There is a view that the above-referred provision is administrative instead of mandatory and will not invalidate a contract. For this motive, in exercise, most courts hold that such security contracts made without decision are effective. Another view holds, based on the attention to the requirements for bona fide counterparty inside the Contract Law, that listed companies are open. The counterparty has the benefit of studying the choice-making strategies of a indexed organization. Especially if a financial group, certain by using the obligation of “understanding,” fails to meet due diligence, it’d be tough to show that the monetary group acts with bona fides. As a result, article 50 of the Contract Law needs to follow, and the employer can be launched from the security legal responsibility. Independent agreement idea. This principle defines quasi-safety features as a form of independent contractual liability.
They constitute the legal responsibility of direct payment by using the obligor to the creditor beneath the agreed situations and aren’t subordinate to or dependent on some other antecedent liabilities. In the judgment of one case, Beijing Second Intermediate People’s Court held that the Co-operation Framework Agreement, which contained top-up contents in the case, was lawfully formed. The contract contents have to be deemed legitimate as it did not violate any mandatory provisions of legal guidelines or administrative guidelines of China. If quasi-security measures are defined as independent contractual liabilities, their effect will now not be laid low with the defects of antecedent money owed based on the independence of contractual liabilities. As long because the instances of void contracts underneath article fifty-two of the Contract Law do now not exist, the quasi-security features could be powerful.
In the meantime, the laws and guidelines do no longer mandatorily offer for the resolution and disclosure methods of indexed businesses to execute contracts. Given this situation, the quasi-safety features furnished through indexed businesses without decision are not defective in effect—debt accession idea. Debt accession, additionally known as concurrent debt assumption, is normally a theoretical concept. In judicial practice, handiest the High People’s Court of Jiangsu Province elaborated in detail in one summary of discussions, in 2005, that “debt accession refers back to the debt assumption with the aid of which a 3rd celebration, the creditor, and the debtor attain a tripartite agreement, or the 1/3 birthday party and the creditor attain a settlement, or the 0.33 party unilaterally covenants to the creditor, to repay the debt of the debtor, without releasing the debtor from the fulfillment of its liabilities”. Some courts keep their judgments that the letter of commitment that contains a commitment to paying the principal and income entails the promise to take part inside the compulsory relationship and therefore constitutes debt accession.

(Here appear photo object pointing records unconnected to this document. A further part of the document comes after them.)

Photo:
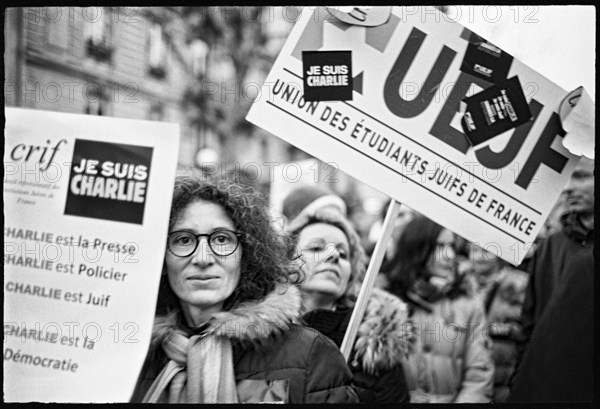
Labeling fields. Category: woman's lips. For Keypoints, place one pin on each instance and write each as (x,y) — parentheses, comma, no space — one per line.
(202,278)
(328,270)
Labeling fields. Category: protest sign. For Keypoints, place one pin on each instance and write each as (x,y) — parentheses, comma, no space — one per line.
(401,132)
(86,206)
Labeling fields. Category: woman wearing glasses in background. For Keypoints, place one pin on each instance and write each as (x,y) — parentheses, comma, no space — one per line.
(334,264)
(223,331)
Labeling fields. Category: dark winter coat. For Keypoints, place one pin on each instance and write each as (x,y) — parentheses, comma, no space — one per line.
(274,360)
(558,320)
(380,347)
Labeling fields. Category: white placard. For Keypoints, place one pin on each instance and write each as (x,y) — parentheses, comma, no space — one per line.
(401,132)
(86,206)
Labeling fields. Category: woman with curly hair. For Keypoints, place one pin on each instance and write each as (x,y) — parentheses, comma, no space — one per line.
(224,329)
(334,264)
(451,360)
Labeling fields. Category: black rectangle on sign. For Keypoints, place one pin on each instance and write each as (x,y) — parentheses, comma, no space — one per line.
(495,110)
(486,61)
(327,75)
(109,181)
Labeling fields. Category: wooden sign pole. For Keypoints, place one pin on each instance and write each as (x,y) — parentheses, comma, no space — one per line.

In the occasion that the quasi-security measure is described as debt accession, the debt can be assumed by way of or more co-borrowers in preference to one debtor. As the new debtor concerned assumes duty for its debt, the debt accession settlement is unbiased in nature. As discussed above, if the quasi-safety features are described as debt accession, they’ll be effective, although they may now not be difficult to resolve the indexed businesses. As the safety in cover furnished with the aid of listed businesses via quasi-security measures to keep away from resolution tactics grows in size, it is of practical significance to have a correct knowledge of the character and effect of such quasi-safety features so that you can shield the hobbies of shareholders of listed groups and secured pursuits of creditors. More quasi-safety features of different paperwork will emerge below the pressure of big call. We count on a consensus on such quasi-security features via sizeable dialogue and anticipate correction and development of transaction structures inside the destiny through judicial decisions.